Quarella adds: “It was nice to be connected to patients to prevent them from falling through the cracks. I hope the patients we called felt more connected to care and our whole team at UConn Health trying our best to meet their needs, especially during an unpredictable time of such isolation. I hope they felt a strong connection to UConn and our commitment to them.”

Following her medical education and pandemic experience, Quarella has some words of advice: “My message to all is to hang in there, and get your vaccine once available. It’s been a hard year, and we’re all really in this together.

“I think the pandemic has been such a unique experience,” Quarella, who will be staying at UConn for her OB/GYN residency, which begins in July, says. “Being intimately involved in these COVID-19 patients’ lives, and helping them, will definitely stay with me and help inform my patient care in the future.”

Understanding That Health Goes Beyond the Physical

Another graduating fourth-year UConn medical student, Tiffani-Amber Miller ’15 (CLAS), 27, of Kissimmee, Florida is also headed to OB/GYN residency this summer, but in her home state at the University of Florida. After earning her undergraduate degree in biological sciences with a sociology minor, Miller decided to stay at UConn for medical school.

“Last year, once the pandemic hit, I still wanted to contribute,” says Miller. “The Urban Service Track offered the opportunity, and I jumped on it as a great way to be involved in the Connecticut community.”

Miller joined the geriatric-focused tele-surveillance project, conducting phone screenings for isolated seniors stuck in their homes due to the pandemic’s risks.

“We called to check on the seniors, as they were very isolated, and often alone, and not allowed to have any visitors,” says Miller. “Thanks to our program. we were a point of contact for them, so they just simply had someone to talk to. The phone was a great, safe way to connect and to provide these older adults comfort. It was very rewarding.”

The telehealth experience taught Miller just how often the geriatric population can be overlooked, and the importance of checking on seniors frequently.

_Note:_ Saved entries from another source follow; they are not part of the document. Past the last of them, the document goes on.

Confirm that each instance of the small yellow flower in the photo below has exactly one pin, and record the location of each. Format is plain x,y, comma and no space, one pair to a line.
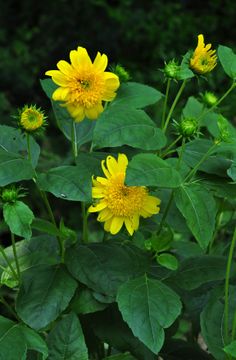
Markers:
84,85
203,59
31,118
117,203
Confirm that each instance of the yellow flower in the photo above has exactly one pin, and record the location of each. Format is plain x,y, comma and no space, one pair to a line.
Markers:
203,59
31,118
84,85
117,203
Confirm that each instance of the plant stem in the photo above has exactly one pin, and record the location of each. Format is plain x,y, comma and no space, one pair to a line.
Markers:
15,257
8,263
165,103
227,279
174,105
195,168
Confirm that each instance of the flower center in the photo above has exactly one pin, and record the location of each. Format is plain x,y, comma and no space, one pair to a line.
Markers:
124,200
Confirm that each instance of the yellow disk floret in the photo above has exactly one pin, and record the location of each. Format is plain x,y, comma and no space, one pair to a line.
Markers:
203,59
84,85
118,203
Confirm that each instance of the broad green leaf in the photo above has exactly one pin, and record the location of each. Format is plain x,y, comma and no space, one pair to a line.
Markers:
18,217
198,207
85,303
45,292
14,141
168,260
66,340
14,168
34,341
150,170
136,96
119,126
84,130
193,108
12,341
198,270
230,349
228,60
148,306
103,267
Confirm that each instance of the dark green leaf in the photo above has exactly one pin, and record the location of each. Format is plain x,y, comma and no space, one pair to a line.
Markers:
45,292
148,306
150,170
199,209
66,340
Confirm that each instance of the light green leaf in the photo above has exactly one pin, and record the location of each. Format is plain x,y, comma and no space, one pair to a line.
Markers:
148,306
45,292
228,60
18,217
136,96
14,168
66,340
150,170
198,207
126,126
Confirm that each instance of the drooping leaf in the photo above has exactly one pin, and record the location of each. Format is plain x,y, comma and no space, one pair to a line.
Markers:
105,266
199,209
18,217
44,293
148,306
150,170
66,340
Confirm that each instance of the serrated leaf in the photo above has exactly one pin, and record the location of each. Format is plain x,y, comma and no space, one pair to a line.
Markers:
150,170
148,306
66,340
18,217
198,207
44,293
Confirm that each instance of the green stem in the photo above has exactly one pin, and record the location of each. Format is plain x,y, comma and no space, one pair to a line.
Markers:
165,103
74,139
85,223
219,101
8,263
174,105
227,279
195,168
15,256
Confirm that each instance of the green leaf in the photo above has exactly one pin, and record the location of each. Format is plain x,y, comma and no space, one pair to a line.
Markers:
198,207
104,267
12,140
168,260
18,217
136,96
34,341
12,341
45,292
150,170
228,60
84,130
66,340
124,126
230,349
148,306
14,168
198,270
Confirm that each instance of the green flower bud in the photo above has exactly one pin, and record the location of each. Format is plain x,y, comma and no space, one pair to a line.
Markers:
209,99
187,127
171,70
121,72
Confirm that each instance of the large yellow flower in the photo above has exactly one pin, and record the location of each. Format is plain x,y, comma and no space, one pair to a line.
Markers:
117,203
84,85
203,59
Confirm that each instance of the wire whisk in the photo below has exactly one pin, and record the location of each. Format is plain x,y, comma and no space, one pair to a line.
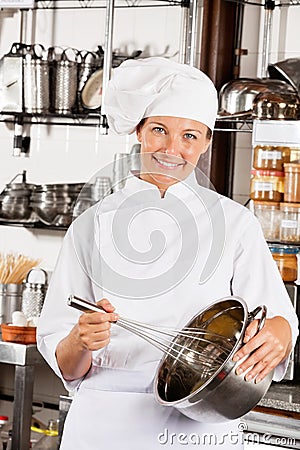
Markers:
198,348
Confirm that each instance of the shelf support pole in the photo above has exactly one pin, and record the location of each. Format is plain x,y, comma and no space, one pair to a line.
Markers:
107,61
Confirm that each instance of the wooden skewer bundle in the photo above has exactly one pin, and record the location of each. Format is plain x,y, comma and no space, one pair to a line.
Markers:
14,268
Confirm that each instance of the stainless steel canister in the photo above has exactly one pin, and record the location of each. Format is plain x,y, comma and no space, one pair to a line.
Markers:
10,301
36,80
86,67
65,81
34,294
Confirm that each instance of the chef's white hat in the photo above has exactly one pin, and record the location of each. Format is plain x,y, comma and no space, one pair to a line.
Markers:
158,87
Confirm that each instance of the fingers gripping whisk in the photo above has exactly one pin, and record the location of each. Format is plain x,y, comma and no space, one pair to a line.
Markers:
196,347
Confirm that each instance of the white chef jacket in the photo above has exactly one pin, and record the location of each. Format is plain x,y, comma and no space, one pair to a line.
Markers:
160,261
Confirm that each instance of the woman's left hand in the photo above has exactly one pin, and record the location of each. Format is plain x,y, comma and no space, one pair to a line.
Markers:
264,350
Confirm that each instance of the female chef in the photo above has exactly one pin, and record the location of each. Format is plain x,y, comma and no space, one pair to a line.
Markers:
157,251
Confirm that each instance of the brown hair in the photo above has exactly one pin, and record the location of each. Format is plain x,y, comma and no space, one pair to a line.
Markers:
141,124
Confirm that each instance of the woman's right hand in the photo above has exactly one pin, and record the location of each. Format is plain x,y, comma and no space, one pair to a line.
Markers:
92,332
94,327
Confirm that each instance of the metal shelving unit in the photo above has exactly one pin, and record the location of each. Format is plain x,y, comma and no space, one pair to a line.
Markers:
101,4
264,3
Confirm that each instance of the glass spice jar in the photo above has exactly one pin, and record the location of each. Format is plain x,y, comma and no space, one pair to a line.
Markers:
270,157
290,222
286,260
292,182
294,155
267,185
268,215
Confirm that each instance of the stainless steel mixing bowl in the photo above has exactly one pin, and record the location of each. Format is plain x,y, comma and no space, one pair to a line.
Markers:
223,395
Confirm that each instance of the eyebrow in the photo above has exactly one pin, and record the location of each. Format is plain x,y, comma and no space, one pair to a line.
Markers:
188,130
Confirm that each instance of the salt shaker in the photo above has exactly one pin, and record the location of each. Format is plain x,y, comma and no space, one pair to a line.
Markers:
34,295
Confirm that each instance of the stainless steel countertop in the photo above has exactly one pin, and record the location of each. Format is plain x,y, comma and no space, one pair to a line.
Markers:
277,419
19,354
283,396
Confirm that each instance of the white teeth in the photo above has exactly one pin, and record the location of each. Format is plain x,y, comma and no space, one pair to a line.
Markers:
164,163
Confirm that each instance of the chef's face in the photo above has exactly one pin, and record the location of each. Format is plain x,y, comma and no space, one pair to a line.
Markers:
170,148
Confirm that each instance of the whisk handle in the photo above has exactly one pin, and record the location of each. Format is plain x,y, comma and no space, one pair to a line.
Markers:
83,305
262,319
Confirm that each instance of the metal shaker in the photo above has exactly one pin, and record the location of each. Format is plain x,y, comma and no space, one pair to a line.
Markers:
34,295
65,81
36,80
10,301
86,67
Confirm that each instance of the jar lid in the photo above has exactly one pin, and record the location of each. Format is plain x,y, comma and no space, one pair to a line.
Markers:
291,167
283,249
293,206
264,203
268,173
4,418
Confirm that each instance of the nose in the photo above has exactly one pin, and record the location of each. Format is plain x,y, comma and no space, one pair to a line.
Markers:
172,146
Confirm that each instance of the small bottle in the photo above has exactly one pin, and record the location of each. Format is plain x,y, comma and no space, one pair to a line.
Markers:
292,182
268,214
286,259
270,157
266,185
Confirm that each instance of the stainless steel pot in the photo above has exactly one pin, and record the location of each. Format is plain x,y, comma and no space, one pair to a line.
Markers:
237,96
287,70
224,395
14,200
272,106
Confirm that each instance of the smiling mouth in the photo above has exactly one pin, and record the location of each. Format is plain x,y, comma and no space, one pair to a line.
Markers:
167,164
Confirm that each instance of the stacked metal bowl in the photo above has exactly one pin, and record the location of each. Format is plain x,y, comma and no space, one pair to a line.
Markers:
54,203
15,202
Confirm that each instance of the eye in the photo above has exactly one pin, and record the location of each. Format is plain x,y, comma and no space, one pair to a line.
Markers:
190,136
159,130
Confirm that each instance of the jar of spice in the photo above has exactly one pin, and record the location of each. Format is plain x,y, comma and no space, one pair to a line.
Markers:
292,182
286,260
267,185
270,157
268,214
290,222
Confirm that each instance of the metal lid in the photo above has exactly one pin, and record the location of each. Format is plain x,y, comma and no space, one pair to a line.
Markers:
283,249
267,173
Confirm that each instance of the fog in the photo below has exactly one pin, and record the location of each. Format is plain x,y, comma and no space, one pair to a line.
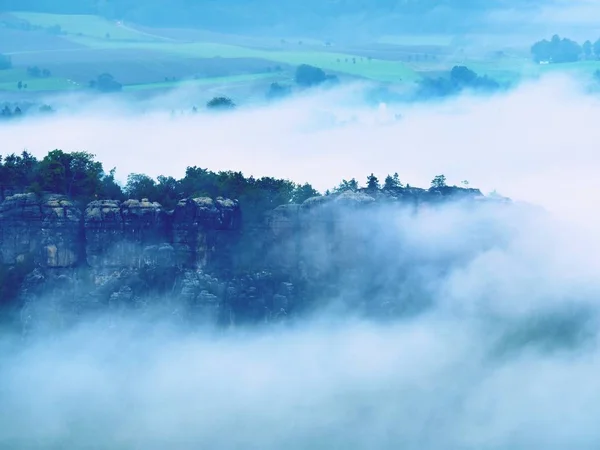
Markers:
536,143
505,357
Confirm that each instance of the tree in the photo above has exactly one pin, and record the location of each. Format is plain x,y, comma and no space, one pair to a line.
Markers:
345,185
141,186
392,182
17,172
596,48
587,49
221,103
75,174
372,183
304,192
276,91
307,75
556,50
439,181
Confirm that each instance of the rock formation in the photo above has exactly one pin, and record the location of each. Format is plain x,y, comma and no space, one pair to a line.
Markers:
200,262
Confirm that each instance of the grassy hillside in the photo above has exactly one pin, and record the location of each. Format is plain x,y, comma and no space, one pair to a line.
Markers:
77,48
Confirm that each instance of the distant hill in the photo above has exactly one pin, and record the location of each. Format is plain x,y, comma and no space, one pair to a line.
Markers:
266,14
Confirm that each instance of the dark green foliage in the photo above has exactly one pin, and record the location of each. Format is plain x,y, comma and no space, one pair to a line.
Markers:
372,183
556,50
17,172
75,174
140,186
5,62
459,79
439,181
221,103
346,185
304,192
110,189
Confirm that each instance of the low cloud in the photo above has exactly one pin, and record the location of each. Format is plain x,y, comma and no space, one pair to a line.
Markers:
506,357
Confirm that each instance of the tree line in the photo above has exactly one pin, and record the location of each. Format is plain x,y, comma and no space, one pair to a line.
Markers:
83,179
564,50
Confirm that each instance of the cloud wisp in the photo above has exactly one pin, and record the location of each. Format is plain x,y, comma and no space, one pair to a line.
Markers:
506,357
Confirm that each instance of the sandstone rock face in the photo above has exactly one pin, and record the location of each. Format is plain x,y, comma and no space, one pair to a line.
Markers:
47,229
201,226
197,264
126,234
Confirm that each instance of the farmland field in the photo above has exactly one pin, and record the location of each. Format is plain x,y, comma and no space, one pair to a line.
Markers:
77,48
85,25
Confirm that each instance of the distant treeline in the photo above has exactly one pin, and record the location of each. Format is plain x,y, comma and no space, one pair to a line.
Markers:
563,50
459,79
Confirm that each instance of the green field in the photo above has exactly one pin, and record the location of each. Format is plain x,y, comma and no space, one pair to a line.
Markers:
85,25
145,59
9,80
205,82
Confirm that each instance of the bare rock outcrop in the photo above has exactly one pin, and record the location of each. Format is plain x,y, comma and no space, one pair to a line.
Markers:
47,229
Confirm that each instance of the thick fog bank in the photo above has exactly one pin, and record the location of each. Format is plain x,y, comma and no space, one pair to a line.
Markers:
506,356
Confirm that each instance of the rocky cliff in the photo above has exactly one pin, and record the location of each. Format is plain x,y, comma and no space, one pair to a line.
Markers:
201,261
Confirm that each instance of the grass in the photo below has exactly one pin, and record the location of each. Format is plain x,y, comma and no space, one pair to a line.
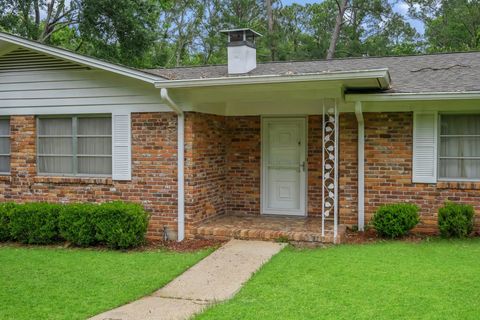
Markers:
57,283
439,279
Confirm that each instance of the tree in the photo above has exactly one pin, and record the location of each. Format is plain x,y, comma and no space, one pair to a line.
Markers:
38,19
342,6
450,25
119,30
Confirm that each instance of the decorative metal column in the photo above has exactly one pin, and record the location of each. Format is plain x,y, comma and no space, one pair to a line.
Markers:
330,164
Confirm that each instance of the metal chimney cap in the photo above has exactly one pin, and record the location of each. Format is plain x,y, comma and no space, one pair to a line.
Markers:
248,30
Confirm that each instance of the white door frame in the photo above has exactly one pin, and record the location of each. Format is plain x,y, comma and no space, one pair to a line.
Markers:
304,176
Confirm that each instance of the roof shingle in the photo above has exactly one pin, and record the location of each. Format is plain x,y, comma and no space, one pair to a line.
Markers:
447,72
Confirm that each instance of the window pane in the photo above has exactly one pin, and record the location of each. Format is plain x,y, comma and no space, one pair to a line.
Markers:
4,145
95,146
63,165
55,145
4,164
94,126
55,126
459,168
95,165
468,124
4,127
460,146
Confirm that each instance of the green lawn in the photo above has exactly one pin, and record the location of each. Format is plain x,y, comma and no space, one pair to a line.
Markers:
49,283
391,280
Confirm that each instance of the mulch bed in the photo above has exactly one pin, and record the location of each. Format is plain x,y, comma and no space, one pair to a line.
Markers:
185,245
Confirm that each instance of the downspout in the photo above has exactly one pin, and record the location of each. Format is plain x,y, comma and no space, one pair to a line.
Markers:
180,161
361,165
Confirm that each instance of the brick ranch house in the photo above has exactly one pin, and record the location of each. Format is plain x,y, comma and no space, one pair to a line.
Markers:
285,149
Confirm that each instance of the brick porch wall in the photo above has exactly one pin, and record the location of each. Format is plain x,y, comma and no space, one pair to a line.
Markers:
154,172
205,168
388,171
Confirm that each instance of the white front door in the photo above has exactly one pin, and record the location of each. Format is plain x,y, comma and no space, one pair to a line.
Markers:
284,166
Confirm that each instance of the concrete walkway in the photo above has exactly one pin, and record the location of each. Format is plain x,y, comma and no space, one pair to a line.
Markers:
216,278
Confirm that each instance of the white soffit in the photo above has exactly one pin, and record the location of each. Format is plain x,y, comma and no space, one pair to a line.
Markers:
7,39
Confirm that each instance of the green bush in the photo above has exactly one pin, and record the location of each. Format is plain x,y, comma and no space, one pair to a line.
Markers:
76,223
35,223
121,225
455,220
395,220
6,209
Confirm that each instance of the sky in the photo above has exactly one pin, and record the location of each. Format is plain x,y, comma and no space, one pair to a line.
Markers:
401,7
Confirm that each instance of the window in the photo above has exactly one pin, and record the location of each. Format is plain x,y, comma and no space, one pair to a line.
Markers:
459,151
4,146
75,145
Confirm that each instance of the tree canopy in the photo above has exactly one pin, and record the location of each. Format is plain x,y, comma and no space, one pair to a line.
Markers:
157,33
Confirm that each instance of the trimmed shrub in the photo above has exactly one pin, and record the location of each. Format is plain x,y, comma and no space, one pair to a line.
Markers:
456,220
35,223
395,220
121,225
6,209
76,223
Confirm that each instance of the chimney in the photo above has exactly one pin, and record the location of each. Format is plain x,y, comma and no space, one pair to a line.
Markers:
242,53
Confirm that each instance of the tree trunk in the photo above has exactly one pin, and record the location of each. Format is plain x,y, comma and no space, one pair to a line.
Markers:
336,31
268,5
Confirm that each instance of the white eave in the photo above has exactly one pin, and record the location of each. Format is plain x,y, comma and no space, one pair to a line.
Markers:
381,77
81,59
421,96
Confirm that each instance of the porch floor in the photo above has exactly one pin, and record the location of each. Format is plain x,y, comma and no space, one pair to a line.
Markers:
271,228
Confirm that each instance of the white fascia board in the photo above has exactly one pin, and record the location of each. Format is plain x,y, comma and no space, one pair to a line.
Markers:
81,59
464,95
381,75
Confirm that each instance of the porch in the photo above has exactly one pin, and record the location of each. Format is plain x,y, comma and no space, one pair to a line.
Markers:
269,228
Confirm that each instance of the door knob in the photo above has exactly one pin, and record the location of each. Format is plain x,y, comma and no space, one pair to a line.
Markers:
302,165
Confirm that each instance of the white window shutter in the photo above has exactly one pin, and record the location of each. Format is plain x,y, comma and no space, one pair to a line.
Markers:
121,146
425,147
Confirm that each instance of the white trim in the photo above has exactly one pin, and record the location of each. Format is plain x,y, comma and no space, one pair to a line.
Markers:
439,141
425,179
122,146
71,56
361,165
381,75
263,185
83,109
464,95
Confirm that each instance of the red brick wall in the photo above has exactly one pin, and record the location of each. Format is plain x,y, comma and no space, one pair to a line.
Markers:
243,165
154,175
388,171
205,179
347,174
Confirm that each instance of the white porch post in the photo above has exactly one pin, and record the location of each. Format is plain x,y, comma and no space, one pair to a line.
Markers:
330,140
361,166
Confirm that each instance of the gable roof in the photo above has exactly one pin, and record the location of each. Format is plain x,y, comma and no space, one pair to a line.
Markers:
9,40
447,72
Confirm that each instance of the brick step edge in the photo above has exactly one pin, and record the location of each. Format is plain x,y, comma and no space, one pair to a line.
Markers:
257,234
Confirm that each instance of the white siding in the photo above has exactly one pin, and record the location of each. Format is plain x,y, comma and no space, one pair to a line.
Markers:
31,82
425,147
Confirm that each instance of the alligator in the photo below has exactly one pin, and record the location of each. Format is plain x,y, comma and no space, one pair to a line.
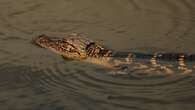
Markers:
76,47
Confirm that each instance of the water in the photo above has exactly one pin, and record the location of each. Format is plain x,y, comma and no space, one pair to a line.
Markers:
32,78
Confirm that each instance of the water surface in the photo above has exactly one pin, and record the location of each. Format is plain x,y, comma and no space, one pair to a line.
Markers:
32,78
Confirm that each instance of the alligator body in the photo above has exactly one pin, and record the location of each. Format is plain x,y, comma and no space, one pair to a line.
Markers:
79,48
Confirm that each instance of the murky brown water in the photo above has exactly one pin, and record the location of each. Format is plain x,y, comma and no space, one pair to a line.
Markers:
32,78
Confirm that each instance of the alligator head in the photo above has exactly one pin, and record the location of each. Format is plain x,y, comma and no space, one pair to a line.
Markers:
73,47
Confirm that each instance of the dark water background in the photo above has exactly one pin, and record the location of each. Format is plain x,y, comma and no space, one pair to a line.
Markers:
32,78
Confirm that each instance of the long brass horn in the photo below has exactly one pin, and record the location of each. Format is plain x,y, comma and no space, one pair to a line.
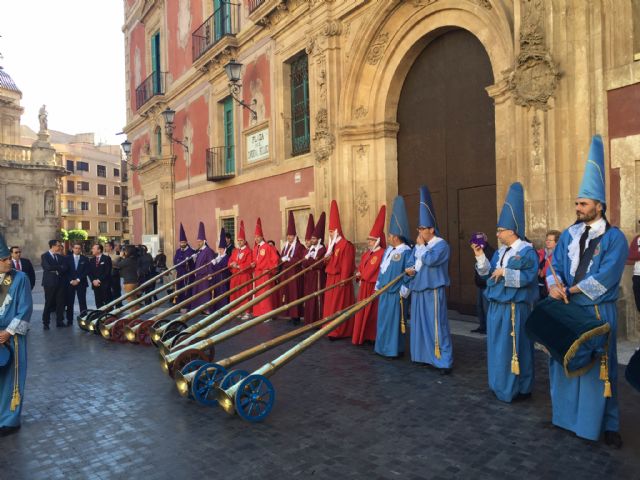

“When it comes to the pandemic, it’s just not all about physical health, but also mental well-being from not seeing people for a long period of time,” says Miller.

Miller says the pandemic and her experience assisting seniors by phone has taught her to value her family and loved ones even more than before.

“This pandemic has taught me to really appreciate the people around me,” she says.

Like the UConn medical students, interprofessional CT AHEC Urban Health Scholar, Kelli Nelson, 30, of Stratford, is very grateful for her pandemic response opportunity to also help seniors in need. She is training to be a physician assistant at Quinnipiac University.

“With the sudden onset of isolation and change to everyone’s normal routine, I felt that I needed to give back and help our community. This project was a way to reach out to the geriatric community and those affected by COVID-19 to reiterate they were not alone and we were there as a listening ear and support,” says Nelson. “I connected with one senior in particular who was very grateful for the weekly call, as she lived alone. This phone call was something we both looked forward to each week.”

Nelson says the most gratifying part of the experience was knowing she was bringing some light to people during a difficult time.

“My hope is that those affected by COVID-19 or social isolation feel as though they have been remembered,” says Nelson. “​This experience will help me remember the collaborative effort that is needed to help provide the best patient care and resources for my patients.”

CT AHEC couldn’t agree more.

“As graduating students, Candice, Tiffani, and Kelli will bring with them their unique experiences with CT AHEC/the Urban Service Track into practice.  These experiences have shaped their readiness and ability to address the needs of Connecticut residents during COVID-19 and beyond,” says Clark-Dufner.